Une décision « surprenante » pour Mark Dreyer, analyste du sport basé en Chine pour China Sports Insider, et bon connaisseur du dossier Peng Shuai. « Ça fait 16 mois que la WTA demande une enquête, mais tout le monde sait bien que la Chine n’aurait jamais accepté. Ils auraient pu demander pendant 16 millions d’années, la Chine n’aurait toujours pas accepté, donc je ne comprends pas leur stratégie. Je trouve ça cynique. Ils auraient au moins pu annoncer la création d’un fonds de soutien pour les joueuses victimes d’abus sexuel », pointe-t-il.
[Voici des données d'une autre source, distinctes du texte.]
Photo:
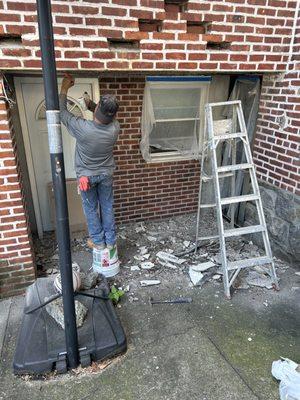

Il rappelle aussi que la WTA « n’a pas annulé un seul tournoi, c’est juste que personne ne pouvait venir en Chine ces dernières années à cause de la politique zéro Covid », et souligne que le circuit professionnel féminin « revient dès la première opportunité ».

Une décision « en fonction des intérêts »

Lionel Maltese, économiste du sport et membre de l’organisation de l’Open 13, souligne aussi le fait que la WTA ne s’est pas arrêtée en Chine, malgré la non-tenue des tournois : « Les tournois du grand Chelem ont continué d’être diffusés sur les chaînes chinoises, l’économie du tennis et les partenariats avec la Chine sont très importants. Donc je ne suis pas vraiment surpris de ce retour. Il fallait bien qu’à un moment ou un autre le tennis, qui est un sport global, retourne en Chine où il est très implanté. Il fallait prendre une décision en fonction des intérêts ».

L’intérêt économique semble donc dominer la réflexion de la WTA, tant la Chine a pris une part importante dans le circuit professionnel féminin avec l’organisation de nombreux Masters. En 2019, elle avait organisé 10 tournois en Chine, dont le Master féminin de fin d’année qui était même mieux doté financièrement que ceux des hommes, avec 14 millions de dollars à se partager pour les meilleures joueuses du circuit.

Des revenus limités par l’absence de la WTA en Chine

« Pour être performantes, les joueuses ont besoin d’un staff technique, d’un staff médical, d’un préparateur physique, d’un préparateur mental. Sans parler de ceux qui gèrent le côté business et marketing. Parfois il y a des blessures. Tout cela coûte très cher et il est normal pour elles de vouloir jouer des tournois avec des prize money intéressants », rappelle Lionel Maltese. Sans parler des difficultés pour monter de nouveaux tournois, comme en France ou les tournois de Strasbourg et de Lyon sont en discussion pour fusionner. Alors que la Chine dispose d’infrastructures de qualités, financées par l’Etat.

« Indirectement, les revenus des joueurs et des joueuses sont limités avec l’absence de tournoi sur le territoire chinois, ça impacte leur économie qui dépend de la visibilité de la discipline », explique Lionel Maltese. « Quand on connaît la taille du marché chinois, mais aussi les investissements de marques chinoises comme Oppo dans des tournois comme Roland-Garros, difficile de se couper d’une telle manne financière ».

La question du rôle du sport

Pour Mark Dreyer, « si on oublie l’affaire Peng Shuai, c’est une bonne nouvelle pour le tennis féminin qui a besoin de la Chine. Il y a cinq joueuses dans le top 60, donc c’est une bonne chose. Mais la façon dont ils ont complètement laissé tomber tout ce qui a été dit et fait depuis seize mois interroge ». L’analyste voit une domination des joueuses de tennis chinoise sur le circuit WTA dans les prochaines années, d’où l’importance d’y être présent.

« Est-ce que le sport a une puissance diplomatique ? », lui oppose Lionel Maltese. « Il y a un effet médiatique qui peut aider à mettre en lumière. Mais regardez au Qatar, il ne s’est pas passé grand-chose avec la Coupe du monde. Il y a surtout un devoir d’exemplarité et quand on voit ce qu’il se passe à la tête de la fédération française de tennis avec un président corrompu à des fins électoralistes, c’est difficile de donner des leçons », avance l’économiste du sport, membre de l’ancienne équipe fédérale. Le premier sport féminin mondial ne pouvait tout simplement plus se passer de la manne financière et des infrastructures du premier pays organisateur de tournoi, la Chine.